Posted on Monday, January 26 2009 @ 00:07:26 CET by

Scientists at the Rensselaer Polytechnic Institute have discovered a way for controlling graphene with semiconductor or metallic properties at will. In the future, this material may be used for interconnects that are faster and produce less heat than silicon based interconnects.
One of the new materials with the most potential is called graphene. Researchers at the Rensselaer Polytechnic Institute claim that they have discovered a new method for controlling graphene's nature. Graphene is a one-atom thin sheet of carbon that was discovered in 2004.

Graphene is being used by researchers at Rice University to make a new type of memory that could one day replace flash storage. Before graphene memory and other nanoelectronics using graphene can become a reality, researchers have to find more effective methods of producing graphene with the properties they need.

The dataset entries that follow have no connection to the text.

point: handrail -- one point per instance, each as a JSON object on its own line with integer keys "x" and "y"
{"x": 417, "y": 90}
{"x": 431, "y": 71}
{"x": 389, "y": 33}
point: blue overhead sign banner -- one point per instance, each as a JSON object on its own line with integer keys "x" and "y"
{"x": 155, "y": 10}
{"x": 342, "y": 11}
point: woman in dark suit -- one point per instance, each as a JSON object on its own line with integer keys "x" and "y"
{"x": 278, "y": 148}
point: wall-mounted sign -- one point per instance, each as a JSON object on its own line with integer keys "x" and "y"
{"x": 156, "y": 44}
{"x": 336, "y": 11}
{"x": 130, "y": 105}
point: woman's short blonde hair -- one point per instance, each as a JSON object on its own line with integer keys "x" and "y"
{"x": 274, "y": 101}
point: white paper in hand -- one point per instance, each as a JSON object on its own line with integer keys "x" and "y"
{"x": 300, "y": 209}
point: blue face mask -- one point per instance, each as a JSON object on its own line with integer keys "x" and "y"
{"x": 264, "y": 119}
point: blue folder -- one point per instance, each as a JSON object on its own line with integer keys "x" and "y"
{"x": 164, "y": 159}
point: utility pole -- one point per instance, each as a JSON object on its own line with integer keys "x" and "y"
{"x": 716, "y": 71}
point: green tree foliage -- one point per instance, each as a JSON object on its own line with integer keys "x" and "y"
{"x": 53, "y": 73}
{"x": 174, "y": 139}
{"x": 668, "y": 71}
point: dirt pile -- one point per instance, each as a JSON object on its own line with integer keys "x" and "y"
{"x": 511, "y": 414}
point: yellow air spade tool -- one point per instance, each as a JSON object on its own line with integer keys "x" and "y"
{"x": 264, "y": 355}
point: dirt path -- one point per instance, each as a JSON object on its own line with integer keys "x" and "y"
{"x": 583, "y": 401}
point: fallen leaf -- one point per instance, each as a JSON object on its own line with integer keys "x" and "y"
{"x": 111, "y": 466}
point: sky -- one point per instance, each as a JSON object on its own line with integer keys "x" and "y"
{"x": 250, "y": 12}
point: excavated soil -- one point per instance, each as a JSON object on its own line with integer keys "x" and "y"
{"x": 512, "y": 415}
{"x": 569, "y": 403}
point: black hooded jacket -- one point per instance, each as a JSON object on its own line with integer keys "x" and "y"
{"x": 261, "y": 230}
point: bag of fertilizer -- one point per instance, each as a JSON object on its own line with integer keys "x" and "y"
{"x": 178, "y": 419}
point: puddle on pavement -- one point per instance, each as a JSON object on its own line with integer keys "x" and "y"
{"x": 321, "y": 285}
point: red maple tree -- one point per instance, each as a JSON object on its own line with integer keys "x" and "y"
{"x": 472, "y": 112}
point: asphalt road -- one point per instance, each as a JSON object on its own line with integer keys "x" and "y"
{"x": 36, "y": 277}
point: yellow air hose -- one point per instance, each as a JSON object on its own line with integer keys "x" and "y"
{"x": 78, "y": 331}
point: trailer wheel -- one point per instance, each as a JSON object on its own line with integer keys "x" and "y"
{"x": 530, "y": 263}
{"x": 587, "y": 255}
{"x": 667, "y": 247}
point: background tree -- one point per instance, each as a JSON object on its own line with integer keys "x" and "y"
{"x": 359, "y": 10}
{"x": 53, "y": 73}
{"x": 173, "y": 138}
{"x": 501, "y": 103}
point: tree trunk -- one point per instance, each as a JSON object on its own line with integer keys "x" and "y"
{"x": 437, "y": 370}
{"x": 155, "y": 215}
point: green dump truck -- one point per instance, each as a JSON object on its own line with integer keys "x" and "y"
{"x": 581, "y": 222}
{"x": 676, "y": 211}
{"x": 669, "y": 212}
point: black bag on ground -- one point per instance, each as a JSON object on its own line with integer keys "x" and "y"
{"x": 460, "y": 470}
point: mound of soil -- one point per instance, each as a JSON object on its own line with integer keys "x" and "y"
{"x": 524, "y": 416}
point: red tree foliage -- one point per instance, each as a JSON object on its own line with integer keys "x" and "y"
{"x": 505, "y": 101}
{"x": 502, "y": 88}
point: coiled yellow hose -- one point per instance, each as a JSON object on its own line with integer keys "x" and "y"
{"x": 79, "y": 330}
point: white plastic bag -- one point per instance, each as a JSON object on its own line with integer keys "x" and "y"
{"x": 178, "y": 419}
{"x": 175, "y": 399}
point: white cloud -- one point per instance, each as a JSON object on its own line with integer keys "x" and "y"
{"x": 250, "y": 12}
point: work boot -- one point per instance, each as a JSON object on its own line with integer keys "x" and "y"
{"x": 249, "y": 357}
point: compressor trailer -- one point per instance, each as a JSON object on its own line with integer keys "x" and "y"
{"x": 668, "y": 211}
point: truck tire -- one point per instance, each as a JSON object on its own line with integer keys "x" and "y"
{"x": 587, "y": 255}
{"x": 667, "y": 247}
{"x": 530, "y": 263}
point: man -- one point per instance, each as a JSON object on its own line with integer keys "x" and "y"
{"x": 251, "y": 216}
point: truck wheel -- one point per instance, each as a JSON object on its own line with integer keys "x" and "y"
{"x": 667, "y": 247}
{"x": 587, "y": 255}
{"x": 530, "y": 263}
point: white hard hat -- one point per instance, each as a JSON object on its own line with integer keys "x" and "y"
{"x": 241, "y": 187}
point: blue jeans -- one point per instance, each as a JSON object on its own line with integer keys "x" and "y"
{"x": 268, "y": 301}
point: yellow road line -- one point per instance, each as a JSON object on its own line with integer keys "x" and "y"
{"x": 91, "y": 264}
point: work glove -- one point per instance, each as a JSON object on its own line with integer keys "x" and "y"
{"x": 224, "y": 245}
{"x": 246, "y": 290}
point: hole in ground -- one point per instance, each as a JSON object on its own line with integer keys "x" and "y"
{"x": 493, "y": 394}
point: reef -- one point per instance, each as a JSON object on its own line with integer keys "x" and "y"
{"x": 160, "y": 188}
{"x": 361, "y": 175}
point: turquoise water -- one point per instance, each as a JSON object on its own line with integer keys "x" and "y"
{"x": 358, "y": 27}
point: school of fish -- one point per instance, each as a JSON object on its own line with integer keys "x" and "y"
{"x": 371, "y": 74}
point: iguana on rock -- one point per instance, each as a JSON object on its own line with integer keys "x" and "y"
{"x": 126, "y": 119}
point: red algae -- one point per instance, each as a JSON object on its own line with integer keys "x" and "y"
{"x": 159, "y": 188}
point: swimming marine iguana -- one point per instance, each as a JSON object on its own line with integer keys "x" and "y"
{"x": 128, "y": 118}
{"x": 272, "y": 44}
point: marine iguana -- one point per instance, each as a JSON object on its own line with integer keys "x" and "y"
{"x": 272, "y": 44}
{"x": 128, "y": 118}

Rensselaer researcher Saroj Nayak and a postdoctoral research associate have demonstrated a new method that can be used to control the nature of graphene. According to the pair, the nature of graphene can be controlled depending on the substrate on which it is grown, thus shaping its conductive properties.

Results based on large-scale quantum mechanical simulations show that graphene deposited on a surface treated with oxygen results in semiconductor properties while graphene deposited on a surface treated with hydrogen exhibits metallic properties.